KINTSUGI (Inspiring Change)

Mishima ware hakeme type tea bowl, with gold lacquer kintsugi repair work (right), 16th century

Often when people face a devastating stumble in life, they will think that it is the end of their journey towards reaching a specific goal. Some people blame themselves, some turn on others, and some become mentally, emotionally and physically affected by the challenge. There is an important philosophy lacking in place and it is called ‘Kintsugi’.

When the Japanese mend broken objects, they fill them in with gold. ‘Kintsugi’ is a technique that gives new life to aging ceramic objects by filling in the cracks with gold, copper or silver. Instead of taking a pessimitic approach to the old, the broken and the challenged, this practice celebr  ates their flaws and history. According to Mercedes Smith, in her article on BBC, ‘Kintsugi’ is said to have originated in the 15th century when a commander Ashikaga Yoshimasa broke on of his beloved Chinese tea bowls and sent it back to China to be fixed. Dissapointed with the repair job, which was done with metal, he urged Japanese craftsmen to come up with a more pleasing method of repair. Thus the art of repairing pottery with a seam of lacquer and precious metal was born, highlighting the imperfections like a gift instead of hiding them, giving a new lease of life and importance to an object deemed broken. The philosphy, which I learned during my short trip to the land of the rising sun last year, reminded of me of the institution I called home for the past few years; Institut Darul Ridzuan. As the think tank for the state government of Perak, IDR is responsible to conduct research, draft policies, produce publication and advise the state government on the best policies and strategies to implement for the benefits of Perakians. Yet, our work does not stop there. IDR constantly engages with the local community, professionals and nongovernmental organisations (NGOs) in Perak through our workshops, Moh Ngeteh sessions and events. More often than not, a number of individuals in the audience will come up to me after our session to share how IDR has encouraged them to think and be inspired.

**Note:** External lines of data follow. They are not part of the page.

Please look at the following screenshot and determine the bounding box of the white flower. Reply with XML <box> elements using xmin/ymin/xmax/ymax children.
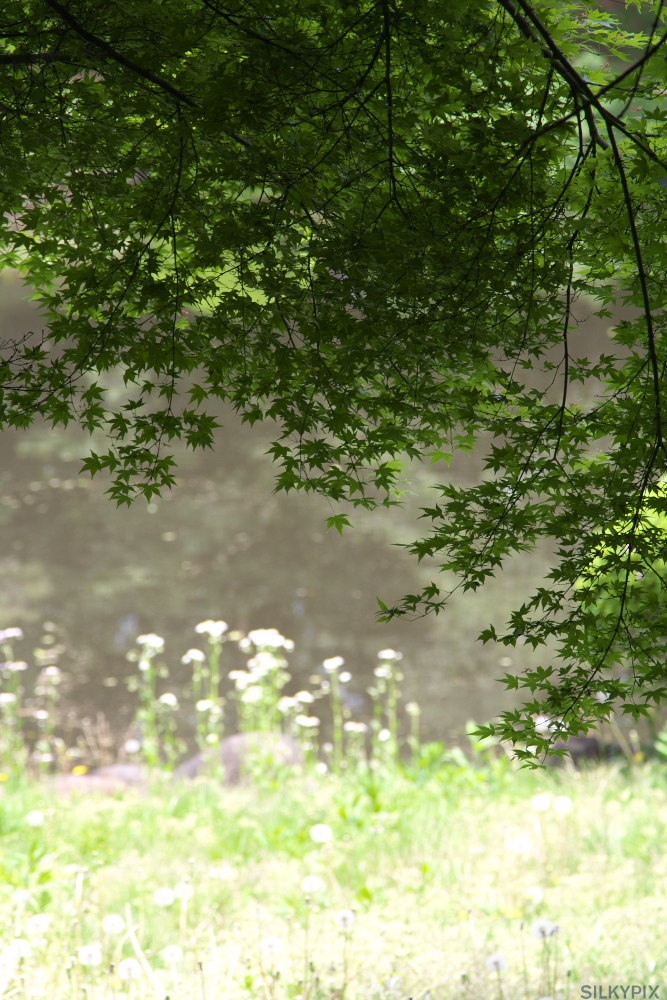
<box><xmin>241</xmin><ymin>685</ymin><xmax>264</xmax><ymax>704</ymax></box>
<box><xmin>158</xmin><ymin>692</ymin><xmax>178</xmax><ymax>708</ymax></box>
<box><xmin>102</xmin><ymin>914</ymin><xmax>125</xmax><ymax>935</ymax></box>
<box><xmin>377</xmin><ymin>649</ymin><xmax>402</xmax><ymax>660</ymax></box>
<box><xmin>238</xmin><ymin>637</ymin><xmax>253</xmax><ymax>652</ymax></box>
<box><xmin>553</xmin><ymin>795</ymin><xmax>573</xmax><ymax>816</ymax></box>
<box><xmin>323</xmin><ymin>656</ymin><xmax>344</xmax><ymax>673</ymax></box>
<box><xmin>124</xmin><ymin>738</ymin><xmax>141</xmax><ymax>754</ymax></box>
<box><xmin>315</xmin><ymin>761</ymin><xmax>328</xmax><ymax>775</ymax></box>
<box><xmin>377</xmin><ymin>728</ymin><xmax>391</xmax><ymax>742</ymax></box>
<box><xmin>277</xmin><ymin>696</ymin><xmax>298</xmax><ymax>712</ymax></box>
<box><xmin>405</xmin><ymin>701</ymin><xmax>420</xmax><ymax>716</ymax></box>
<box><xmin>196</xmin><ymin>699</ymin><xmax>214</xmax><ymax>711</ymax></box>
<box><xmin>41</xmin><ymin>666</ymin><xmax>61</xmax><ymax>678</ymax></box>
<box><xmin>294</xmin><ymin>690</ymin><xmax>315</xmax><ymax>704</ymax></box>
<box><xmin>5</xmin><ymin>938</ymin><xmax>31</xmax><ymax>961</ymax></box>
<box><xmin>505</xmin><ymin>833</ymin><xmax>532</xmax><ymax>857</ymax></box>
<box><xmin>195</xmin><ymin>620</ymin><xmax>228</xmax><ymax>639</ymax></box>
<box><xmin>260</xmin><ymin>935</ymin><xmax>283</xmax><ymax>958</ymax></box>
<box><xmin>531</xmin><ymin>792</ymin><xmax>553</xmax><ymax>813</ymax></box>
<box><xmin>344</xmin><ymin>721</ymin><xmax>367</xmax><ymax>733</ymax></box>
<box><xmin>339</xmin><ymin>671</ymin><xmax>352</xmax><ymax>683</ymax></box>
<box><xmin>296</xmin><ymin>715</ymin><xmax>319</xmax><ymax>728</ymax></box>
<box><xmin>0</xmin><ymin>693</ymin><xmax>17</xmax><ymax>705</ymax></box>
<box><xmin>174</xmin><ymin>879</ymin><xmax>194</xmax><ymax>900</ymax></box>
<box><xmin>34</xmin><ymin>710</ymin><xmax>49</xmax><ymax>720</ymax></box>
<box><xmin>229</xmin><ymin>670</ymin><xmax>252</xmax><ymax>690</ymax></box>
<box><xmin>531</xmin><ymin>918</ymin><xmax>559</xmax><ymax>940</ymax></box>
<box><xmin>6</xmin><ymin>661</ymin><xmax>27</xmax><ymax>672</ymax></box>
<box><xmin>208</xmin><ymin>863</ymin><xmax>235</xmax><ymax>880</ymax></box>
<box><xmin>0</xmin><ymin>628</ymin><xmax>23</xmax><ymax>641</ymax></box>
<box><xmin>25</xmin><ymin>810</ymin><xmax>44</xmax><ymax>828</ymax></box>
<box><xmin>374</xmin><ymin>665</ymin><xmax>392</xmax><ymax>678</ymax></box>
<box><xmin>485</xmin><ymin>953</ymin><xmax>507</xmax><ymax>972</ymax></box>
<box><xmin>153</xmin><ymin>887</ymin><xmax>175</xmax><ymax>907</ymax></box>
<box><xmin>117</xmin><ymin>957</ymin><xmax>142</xmax><ymax>980</ymax></box>
<box><xmin>182</xmin><ymin>648</ymin><xmax>206</xmax><ymax>664</ymax></box>
<box><xmin>78</xmin><ymin>942</ymin><xmax>103</xmax><ymax>966</ymax></box>
<box><xmin>161</xmin><ymin>944</ymin><xmax>184</xmax><ymax>963</ymax></box>
<box><xmin>525</xmin><ymin>886</ymin><xmax>545</xmax><ymax>905</ymax></box>
<box><xmin>248</xmin><ymin>652</ymin><xmax>280</xmax><ymax>676</ymax></box>
<box><xmin>137</xmin><ymin>633</ymin><xmax>165</xmax><ymax>653</ymax></box>
<box><xmin>301</xmin><ymin>875</ymin><xmax>325</xmax><ymax>894</ymax></box>
<box><xmin>310</xmin><ymin>823</ymin><xmax>334</xmax><ymax>844</ymax></box>
<box><xmin>25</xmin><ymin>913</ymin><xmax>50</xmax><ymax>937</ymax></box>
<box><xmin>334</xmin><ymin>909</ymin><xmax>356</xmax><ymax>930</ymax></box>
<box><xmin>247</xmin><ymin>628</ymin><xmax>290</xmax><ymax>650</ymax></box>
<box><xmin>206</xmin><ymin>733</ymin><xmax>219</xmax><ymax>744</ymax></box>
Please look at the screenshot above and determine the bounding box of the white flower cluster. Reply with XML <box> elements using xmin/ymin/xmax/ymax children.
<box><xmin>239</xmin><ymin>628</ymin><xmax>294</xmax><ymax>652</ymax></box>
<box><xmin>136</xmin><ymin>633</ymin><xmax>165</xmax><ymax>654</ymax></box>
<box><xmin>0</xmin><ymin>628</ymin><xmax>23</xmax><ymax>642</ymax></box>
<box><xmin>195</xmin><ymin>620</ymin><xmax>228</xmax><ymax>639</ymax></box>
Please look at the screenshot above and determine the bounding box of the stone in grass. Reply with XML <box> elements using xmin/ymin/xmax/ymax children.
<box><xmin>173</xmin><ymin>731</ymin><xmax>304</xmax><ymax>785</ymax></box>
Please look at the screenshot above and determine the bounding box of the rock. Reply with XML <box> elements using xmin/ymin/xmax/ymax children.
<box><xmin>173</xmin><ymin>731</ymin><xmax>304</xmax><ymax>785</ymax></box>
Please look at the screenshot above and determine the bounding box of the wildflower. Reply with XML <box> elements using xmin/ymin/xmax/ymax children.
<box><xmin>553</xmin><ymin>795</ymin><xmax>573</xmax><ymax>816</ymax></box>
<box><xmin>334</xmin><ymin>909</ymin><xmax>356</xmax><ymax>930</ymax></box>
<box><xmin>377</xmin><ymin>649</ymin><xmax>402</xmax><ymax>660</ymax></box>
<box><xmin>117</xmin><ymin>957</ymin><xmax>142</xmax><ymax>980</ymax></box>
<box><xmin>296</xmin><ymin>715</ymin><xmax>319</xmax><ymax>728</ymax></box>
<box><xmin>310</xmin><ymin>823</ymin><xmax>334</xmax><ymax>844</ymax></box>
<box><xmin>339</xmin><ymin>671</ymin><xmax>352</xmax><ymax>683</ymax></box>
<box><xmin>41</xmin><ymin>666</ymin><xmax>61</xmax><ymax>678</ymax></box>
<box><xmin>196</xmin><ymin>699</ymin><xmax>214</xmax><ymax>711</ymax></box>
<box><xmin>206</xmin><ymin>733</ymin><xmax>219</xmax><ymax>744</ymax></box>
<box><xmin>531</xmin><ymin>792</ymin><xmax>553</xmax><ymax>813</ymax></box>
<box><xmin>158</xmin><ymin>692</ymin><xmax>178</xmax><ymax>708</ymax></box>
<box><xmin>248</xmin><ymin>652</ymin><xmax>279</xmax><ymax>675</ymax></box>
<box><xmin>247</xmin><ymin>628</ymin><xmax>290</xmax><ymax>649</ymax></box>
<box><xmin>228</xmin><ymin>670</ymin><xmax>252</xmax><ymax>690</ymax></box>
<box><xmin>301</xmin><ymin>874</ymin><xmax>325</xmax><ymax>894</ymax></box>
<box><xmin>315</xmin><ymin>762</ymin><xmax>328</xmax><ymax>774</ymax></box>
<box><xmin>525</xmin><ymin>886</ymin><xmax>545</xmax><ymax>905</ymax></box>
<box><xmin>8</xmin><ymin>938</ymin><xmax>32</xmax><ymax>961</ymax></box>
<box><xmin>260</xmin><ymin>935</ymin><xmax>284</xmax><ymax>958</ymax></box>
<box><xmin>485</xmin><ymin>954</ymin><xmax>507</xmax><ymax>972</ymax></box>
<box><xmin>174</xmin><ymin>879</ymin><xmax>194</xmax><ymax>900</ymax></box>
<box><xmin>124</xmin><ymin>739</ymin><xmax>141</xmax><ymax>754</ymax></box>
<box><xmin>195</xmin><ymin>620</ymin><xmax>228</xmax><ymax>639</ymax></box>
<box><xmin>136</xmin><ymin>633</ymin><xmax>165</xmax><ymax>653</ymax></box>
<box><xmin>78</xmin><ymin>942</ymin><xmax>103</xmax><ymax>966</ymax></box>
<box><xmin>34</xmin><ymin>710</ymin><xmax>49</xmax><ymax>720</ymax></box>
<box><xmin>240</xmin><ymin>685</ymin><xmax>263</xmax><ymax>704</ymax></box>
<box><xmin>0</xmin><ymin>628</ymin><xmax>23</xmax><ymax>641</ymax></box>
<box><xmin>6</xmin><ymin>661</ymin><xmax>27</xmax><ymax>672</ymax></box>
<box><xmin>294</xmin><ymin>690</ymin><xmax>315</xmax><ymax>703</ymax></box>
<box><xmin>405</xmin><ymin>701</ymin><xmax>420</xmax><ymax>716</ymax></box>
<box><xmin>504</xmin><ymin>833</ymin><xmax>532</xmax><ymax>857</ymax></box>
<box><xmin>374</xmin><ymin>665</ymin><xmax>392</xmax><ymax>679</ymax></box>
<box><xmin>531</xmin><ymin>918</ymin><xmax>559</xmax><ymax>940</ymax></box>
<box><xmin>278</xmin><ymin>696</ymin><xmax>298</xmax><ymax>712</ymax></box>
<box><xmin>0</xmin><ymin>693</ymin><xmax>17</xmax><ymax>705</ymax></box>
<box><xmin>153</xmin><ymin>887</ymin><xmax>175</xmax><ymax>907</ymax></box>
<box><xmin>323</xmin><ymin>656</ymin><xmax>344</xmax><ymax>672</ymax></box>
<box><xmin>344</xmin><ymin>721</ymin><xmax>367</xmax><ymax>733</ymax></box>
<box><xmin>102</xmin><ymin>914</ymin><xmax>125</xmax><ymax>935</ymax></box>
<box><xmin>377</xmin><ymin>728</ymin><xmax>391</xmax><ymax>742</ymax></box>
<box><xmin>182</xmin><ymin>648</ymin><xmax>206</xmax><ymax>664</ymax></box>
<box><xmin>25</xmin><ymin>811</ymin><xmax>44</xmax><ymax>828</ymax></box>
<box><xmin>161</xmin><ymin>944</ymin><xmax>184</xmax><ymax>963</ymax></box>
<box><xmin>25</xmin><ymin>914</ymin><xmax>50</xmax><ymax>937</ymax></box>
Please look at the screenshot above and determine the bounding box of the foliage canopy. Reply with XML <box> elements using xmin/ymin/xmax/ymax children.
<box><xmin>2</xmin><ymin>0</ymin><xmax>667</xmax><ymax>761</ymax></box>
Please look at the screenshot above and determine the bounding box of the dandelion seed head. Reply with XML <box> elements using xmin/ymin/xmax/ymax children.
<box><xmin>25</xmin><ymin>810</ymin><xmax>44</xmax><ymax>828</ymax></box>
<box><xmin>531</xmin><ymin>792</ymin><xmax>553</xmax><ymax>813</ymax></box>
<box><xmin>102</xmin><ymin>914</ymin><xmax>125</xmax><ymax>935</ymax></box>
<box><xmin>485</xmin><ymin>953</ymin><xmax>508</xmax><ymax>972</ymax></box>
<box><xmin>334</xmin><ymin>908</ymin><xmax>356</xmax><ymax>930</ymax></box>
<box><xmin>301</xmin><ymin>874</ymin><xmax>325</xmax><ymax>894</ymax></box>
<box><xmin>25</xmin><ymin>913</ymin><xmax>50</xmax><ymax>937</ymax></box>
<box><xmin>531</xmin><ymin>918</ymin><xmax>559</xmax><ymax>940</ymax></box>
<box><xmin>174</xmin><ymin>879</ymin><xmax>194</xmax><ymax>900</ymax></box>
<box><xmin>117</xmin><ymin>957</ymin><xmax>142</xmax><ymax>980</ymax></box>
<box><xmin>553</xmin><ymin>795</ymin><xmax>573</xmax><ymax>816</ymax></box>
<box><xmin>310</xmin><ymin>823</ymin><xmax>334</xmax><ymax>843</ymax></box>
<box><xmin>78</xmin><ymin>942</ymin><xmax>103</xmax><ymax>966</ymax></box>
<box><xmin>260</xmin><ymin>935</ymin><xmax>284</xmax><ymax>957</ymax></box>
<box><xmin>161</xmin><ymin>944</ymin><xmax>184</xmax><ymax>963</ymax></box>
<box><xmin>153</xmin><ymin>887</ymin><xmax>175</xmax><ymax>907</ymax></box>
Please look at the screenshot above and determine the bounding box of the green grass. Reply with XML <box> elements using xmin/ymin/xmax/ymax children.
<box><xmin>0</xmin><ymin>755</ymin><xmax>665</xmax><ymax>999</ymax></box>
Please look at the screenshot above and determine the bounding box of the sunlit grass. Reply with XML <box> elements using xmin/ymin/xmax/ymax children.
<box><xmin>0</xmin><ymin>758</ymin><xmax>663</xmax><ymax>998</ymax></box>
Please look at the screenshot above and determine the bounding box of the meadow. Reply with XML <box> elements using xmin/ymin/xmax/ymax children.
<box><xmin>0</xmin><ymin>624</ymin><xmax>665</xmax><ymax>1000</ymax></box>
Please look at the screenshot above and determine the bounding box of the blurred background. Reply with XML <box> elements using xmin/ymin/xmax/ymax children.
<box><xmin>0</xmin><ymin>0</ymin><xmax>662</xmax><ymax>761</ymax></box>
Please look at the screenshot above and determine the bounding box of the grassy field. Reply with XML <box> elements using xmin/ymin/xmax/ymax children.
<box><xmin>0</xmin><ymin>753</ymin><xmax>664</xmax><ymax>1000</ymax></box>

Photo from Tom Slemmons, BBC Arts


Even IDR’s staff, many of them at one point did not have any experience in running events or producing publications. But with a lot of trial and error, and painful lessons along the journey, they become better, as individuals and professionals. They are the beautiful pieces of pottery enshrined in their own unique gold lines, purposeful and filled with wisdom. In many ways, IDR does not only inspire our clients but even more valuable, ourselves. Committing mistakes and miscalculating our actions might serve us painful, and often embarassing life lessons, but if we put ‘Kintsugi’ philosophy in place, then we know that they are only part of the process for us to change for the better.